Hundreds of community members in purple and pink garb gathered to mark the first anniversary of the cousins’ disappearance on July 13. The girls’ bodies were later discovered at Seven Bridges Wildlife Area in Bremer County.
“It’s been a hard year,” said Drew Collins, Elizabeth’s father. “We’re just ready for answers and ready to change some laws and get things moving in the right direction.”
When Collins woke up this morning, he said he couldn’t believe a year had passed since Elizabeth and Lyric went missing. He appreciates the outpouring of support from the community he received at the ride.
“It’s just amazing. Through tragedy, some of these people who’ve carried us, I didn’t know them a year ago,” Collins said. “No one’s forgot about why we’re doing this.”
In Lofty’s Lounge, motorcycle and car drivers prepared for a 125-mile trek around Northeast Iowa, tying bandanas around their heads and purple ribbons to their arms. A meal was provided for everyone who helped find the girls and people bought raffle tickets. Proceeds going toward Cedar Valley Crime Stoppers and to Angels Park, a feature added in Evansdale since the girls’ disappearance.
Before the ride and drive, Heather Collins spoke to the crowd about her daughter.
“Everyone always asks me how many children you have.

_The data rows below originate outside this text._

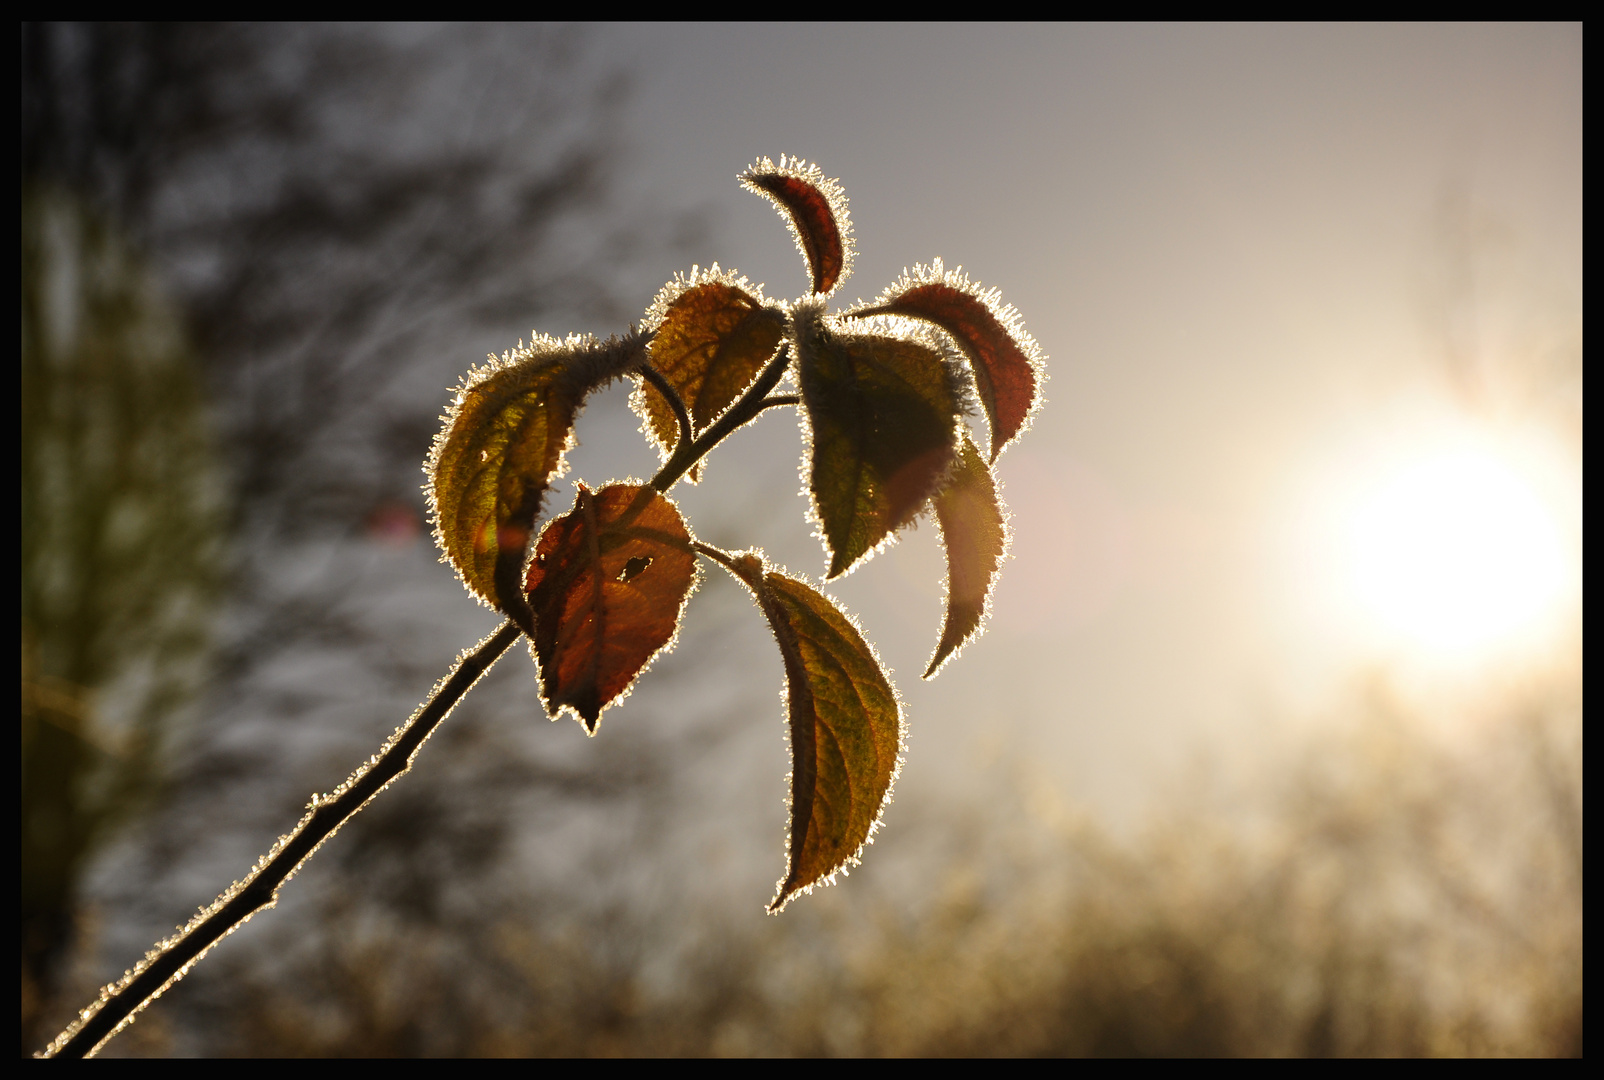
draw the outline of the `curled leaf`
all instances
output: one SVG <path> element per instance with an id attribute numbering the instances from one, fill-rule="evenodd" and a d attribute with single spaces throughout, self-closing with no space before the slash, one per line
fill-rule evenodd
<path id="1" fill-rule="evenodd" d="M 852 219 L 841 185 L 817 165 L 780 155 L 757 162 L 740 176 L 741 186 L 779 207 L 807 261 L 815 293 L 828 293 L 852 273 Z"/>
<path id="2" fill-rule="evenodd" d="M 886 333 L 841 333 L 805 309 L 796 328 L 808 487 L 834 578 L 936 492 L 957 452 L 964 399 L 954 365 L 917 332 L 894 335 L 887 323 Z"/>
<path id="3" fill-rule="evenodd" d="M 734 570 L 785 662 L 791 820 L 785 877 L 769 904 L 779 911 L 857 864 L 902 767 L 902 704 L 874 650 L 828 597 L 750 553 Z"/>
<path id="4" fill-rule="evenodd" d="M 526 584 L 546 712 L 572 709 L 594 735 L 602 710 L 672 645 L 696 557 L 685 519 L 654 489 L 578 487 L 574 508 L 541 532 Z"/>
<path id="5" fill-rule="evenodd" d="M 435 541 L 468 591 L 533 630 L 520 587 L 530 534 L 565 468 L 585 395 L 639 365 L 638 337 L 538 335 L 468 373 L 424 464 Z"/>
<path id="6" fill-rule="evenodd" d="M 647 312 L 654 331 L 649 355 L 679 392 L 696 434 L 705 431 L 751 385 L 785 332 L 785 312 L 762 290 L 714 264 L 670 282 Z M 674 410 L 661 391 L 642 381 L 630 405 L 644 421 L 664 461 L 679 441 Z M 695 479 L 693 476 L 692 479 Z"/>
<path id="7" fill-rule="evenodd" d="M 990 461 L 1019 436 L 1041 404 L 1041 346 L 1025 332 L 1018 310 L 1002 303 L 999 290 L 981 289 L 962 269 L 949 272 L 940 259 L 915 266 L 869 307 L 849 314 L 923 319 L 952 335 L 969 358 L 991 425 Z"/>
<path id="8" fill-rule="evenodd" d="M 966 428 L 952 478 L 935 498 L 936 520 L 947 549 L 947 616 L 941 641 L 925 669 L 930 678 L 979 635 L 991 590 L 1008 551 L 1008 521 L 997 482 Z"/>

I didn’t realize how hard that question was until we lost Elizabeth,” Collins said. “God blessed us with four children, and even though we lost one, we will never forget her.”
Chris Webb of Waterloo, a motorcycle enthusiast, organized the event to bring awareness to the tragedy.
“Bikers get a bad reputation, but they have the softest heart,” Webb said.
Alicia Kozakiewicz of Chicago attended the event. She was a victim lured on the Internet in 2002 when she was 13 years old. She reminded the crowd the importance of vigilance against predators who prey on children.
“I’m here as a message of hope,” Kozakiewicz said. “Citizens need to come forward. They need to realize that this can happen to them.”
Though the year was difficult, Drew and Heather Collins said they appreciated the community.
“It’s amazing. They have rallied behind us, brought us dinner, they pretty much have carried us through this,” Drew Collins said.